GLN 武士道

4 勇・敢為堅忍の精神

 勇気は、義のために行なわれるのでなければ、徳の中に数えられるにほとんど値しない。 孔子は『論語』において、その常用の論法に従い消極的に勇の定義を下して、 「義を見てなさざるは勇なきなり」と説いた。 この格言を積極的に言い直せば、「勇とは義(ただ)しき事をなすことなり」である。 あらゆる種類の危険を冒し、一命を殆くし、死の顎(あぎと)に飛びこむ −  これらはしばしば勇気と同一視せられ、しかして武器をとる職業においてはかかる猪突的行為  − シェイクスピアが呼んで「勇気の私生児」と言えるもの − が、不当に喝采せられた。 しかしながら武士道にありてはしからず、死に値せざる事のために死するは、「犬死」と賎しめられた。 プラトンは勇気を定義して、「恐るぺきものと恐るべからざるものとを識別することなり」 と言ったが、プラトンの名を聞いたことさえなかった水戸の義公(光圀)も、 「戦場に駆け入りて討死するはいとやすき業にていかなる無下の者にてもなしえらるべし。 生くべき時は生き死すべき時にのみ死するを真の勇とはいうなり」と言っている。 西洋において道徳的勇気と肉体的勇気との間に立てられた区別は、 我が国民の間にありても久しき前から認められていた。いやしくも武士の少年にして、 「大勇」と「匹夫の勇」とについて聞かざりし者があろうか。
 
 剛毅、不撓不屈(ふとうふくつ)、大胆、自若(じじゃく)、勇気等のごとき心性は、 少年の心に最も容易に訴えられ、かつ実行と模範とによって訓練されうるものであって、 少年の間に幼時から励みとせられたる、いわば最も人気ある徳であった。 小児はいまだ母の懐を離れざるに、すでに軍物語を繰り返し聞かされた。 もし何かの痛みによって泣けば、母は子供を叱って「これしきの痛みで泣くとは何という臆病者です!  戦場で汝の腕が斬り取られたらばどうします? 切腹を命ぜられた時はどうする?」と励ました。 『先代萩』の千松が、「籠に寄りくる親鳥の、餌ばみをすれば子雀の、嘴さしよるありさまに、 小鳥を羨む稚心(おさなごころ)にも、侍の子はひもじい目をするが忠義じゃ」と、 いじらしくも我慢したる昔話は、人のあまねく知るところである。 我慢と勇気の話はお伽ばなしの中にもたくさんある。 しかし少年に対し敢為自若(かんいじじゃく)の精神を鼓吹する方法は、 決してこれらの物語に尽きなかった。
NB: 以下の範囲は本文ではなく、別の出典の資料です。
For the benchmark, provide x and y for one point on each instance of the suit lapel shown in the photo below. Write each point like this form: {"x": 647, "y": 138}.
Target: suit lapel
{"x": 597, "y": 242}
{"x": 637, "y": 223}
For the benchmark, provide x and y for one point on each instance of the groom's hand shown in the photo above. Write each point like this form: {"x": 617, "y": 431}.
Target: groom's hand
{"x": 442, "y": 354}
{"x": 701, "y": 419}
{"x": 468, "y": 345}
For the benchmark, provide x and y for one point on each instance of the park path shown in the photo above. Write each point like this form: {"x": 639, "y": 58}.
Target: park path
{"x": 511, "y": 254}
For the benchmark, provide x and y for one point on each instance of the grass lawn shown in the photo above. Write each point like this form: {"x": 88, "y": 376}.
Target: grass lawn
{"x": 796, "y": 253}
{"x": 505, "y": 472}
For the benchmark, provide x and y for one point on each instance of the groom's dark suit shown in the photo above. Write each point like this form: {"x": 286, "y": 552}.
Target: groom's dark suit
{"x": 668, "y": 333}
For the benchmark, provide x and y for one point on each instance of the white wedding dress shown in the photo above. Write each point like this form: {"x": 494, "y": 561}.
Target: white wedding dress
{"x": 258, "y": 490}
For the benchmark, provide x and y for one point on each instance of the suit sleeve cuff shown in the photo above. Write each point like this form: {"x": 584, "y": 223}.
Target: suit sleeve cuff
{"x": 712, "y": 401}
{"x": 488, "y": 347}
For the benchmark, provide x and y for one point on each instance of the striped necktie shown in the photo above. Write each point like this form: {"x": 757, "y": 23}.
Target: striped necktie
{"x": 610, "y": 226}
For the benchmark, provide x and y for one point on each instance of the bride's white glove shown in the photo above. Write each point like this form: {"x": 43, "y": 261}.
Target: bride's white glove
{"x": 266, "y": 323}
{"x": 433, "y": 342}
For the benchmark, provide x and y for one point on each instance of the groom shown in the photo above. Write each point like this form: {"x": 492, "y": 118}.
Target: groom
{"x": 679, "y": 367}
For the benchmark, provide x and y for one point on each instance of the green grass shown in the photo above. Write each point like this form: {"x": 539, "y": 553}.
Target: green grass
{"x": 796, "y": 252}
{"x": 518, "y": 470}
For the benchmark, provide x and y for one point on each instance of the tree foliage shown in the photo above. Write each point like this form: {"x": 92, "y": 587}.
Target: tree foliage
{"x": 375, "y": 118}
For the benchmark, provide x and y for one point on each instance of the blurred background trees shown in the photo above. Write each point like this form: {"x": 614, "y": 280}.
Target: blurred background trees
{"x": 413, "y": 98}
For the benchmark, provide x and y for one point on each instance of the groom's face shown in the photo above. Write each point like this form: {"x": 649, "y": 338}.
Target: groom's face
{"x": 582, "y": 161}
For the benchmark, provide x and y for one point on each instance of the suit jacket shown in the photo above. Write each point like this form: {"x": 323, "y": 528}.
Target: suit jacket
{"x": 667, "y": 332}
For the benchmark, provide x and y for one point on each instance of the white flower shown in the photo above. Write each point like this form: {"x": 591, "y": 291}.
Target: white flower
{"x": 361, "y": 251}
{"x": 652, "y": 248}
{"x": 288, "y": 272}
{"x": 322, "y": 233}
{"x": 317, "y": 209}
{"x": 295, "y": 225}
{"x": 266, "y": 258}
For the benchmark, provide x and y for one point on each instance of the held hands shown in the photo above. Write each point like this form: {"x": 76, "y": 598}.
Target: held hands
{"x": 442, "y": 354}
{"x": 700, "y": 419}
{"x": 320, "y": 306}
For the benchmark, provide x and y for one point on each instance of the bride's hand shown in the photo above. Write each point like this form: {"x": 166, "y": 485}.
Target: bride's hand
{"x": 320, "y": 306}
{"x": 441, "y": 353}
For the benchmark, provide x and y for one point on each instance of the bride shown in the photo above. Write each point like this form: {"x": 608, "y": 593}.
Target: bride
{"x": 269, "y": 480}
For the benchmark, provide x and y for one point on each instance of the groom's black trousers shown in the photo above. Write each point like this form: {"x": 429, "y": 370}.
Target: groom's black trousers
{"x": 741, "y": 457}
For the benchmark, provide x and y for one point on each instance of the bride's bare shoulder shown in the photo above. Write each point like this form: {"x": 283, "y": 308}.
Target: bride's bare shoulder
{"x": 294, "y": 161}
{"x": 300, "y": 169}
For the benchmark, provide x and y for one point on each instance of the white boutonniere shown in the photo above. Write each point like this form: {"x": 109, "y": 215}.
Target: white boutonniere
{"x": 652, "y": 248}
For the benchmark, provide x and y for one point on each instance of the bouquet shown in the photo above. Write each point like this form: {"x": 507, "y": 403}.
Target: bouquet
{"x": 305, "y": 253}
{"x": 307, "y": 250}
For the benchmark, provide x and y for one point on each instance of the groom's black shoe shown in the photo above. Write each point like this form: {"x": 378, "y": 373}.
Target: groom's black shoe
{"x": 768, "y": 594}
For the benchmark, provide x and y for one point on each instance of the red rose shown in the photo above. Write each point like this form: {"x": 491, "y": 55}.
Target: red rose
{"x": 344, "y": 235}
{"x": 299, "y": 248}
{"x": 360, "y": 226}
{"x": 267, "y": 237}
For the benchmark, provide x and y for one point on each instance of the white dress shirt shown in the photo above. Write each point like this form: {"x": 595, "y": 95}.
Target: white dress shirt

時には残酷と思われるほどの厳しさをもって、 親は子供の胆力を錬磨した。「獅子はその児を千仭の谷に落す」と彼らは言った。 武士の子は艱難の嶮しき谷へ投ぜられ、シスュポス的苦役に駆り立てられた。 時としては食物を与えず、もしくは寒気に曝すことも、 忍耐を学ばしむるに極めて有効なる試煉であると考えられた。 幼少の児童に用を命じて全然未知の人に遣わし、或いは厳寒といえども日出前に起き、 朝食前素足にて師の家に通って素読の稽古に出席せしめた。 また月に一、二度天満宮の祭日等に、少数の少年が集まって徹宵(てっしょう)声高く輪講した。 あらゆる種類の物凄き場所 − 処刑場、墓場、化物屋敷等に出かけることは、 少年の好んでなした遊戯である。 斬首の刑が行なわれた時は、少年はその気味わるき光景を見にやられたのみでなく、 夜暗くなってから単身その場所を訪れ、梟首(さらしくび)に印をつけて帰ることを命ぜられた。
 
 この超スパルタ式なる「胆を練る」方法は、現代の教育家を驚かせて戦慄と 疑問を抱かしめるであろうか − このやり方は、人の心の優しき情緒をば 蕾のうちに摘み取る野蛮の方法であるまいかとの疑問を、抱かしめるであろうか。 我々は次章において、勇気について武士道のもつ他の諸観念を考察しょう。
 
 注:シスュポス
 シスュポス(Sisyphos)は、ギリシア神話に出てくるコリントの王であった。 その死後、他界にて険しい山の頂きまで大きな岩を転がして上げるように命じられた。 しかし、途中で岩が転がり落ちてしまうため、また新たな努力をしてやり直した。 しかし、何回やっても同じことで、永久に苦役を続けなければならなかった。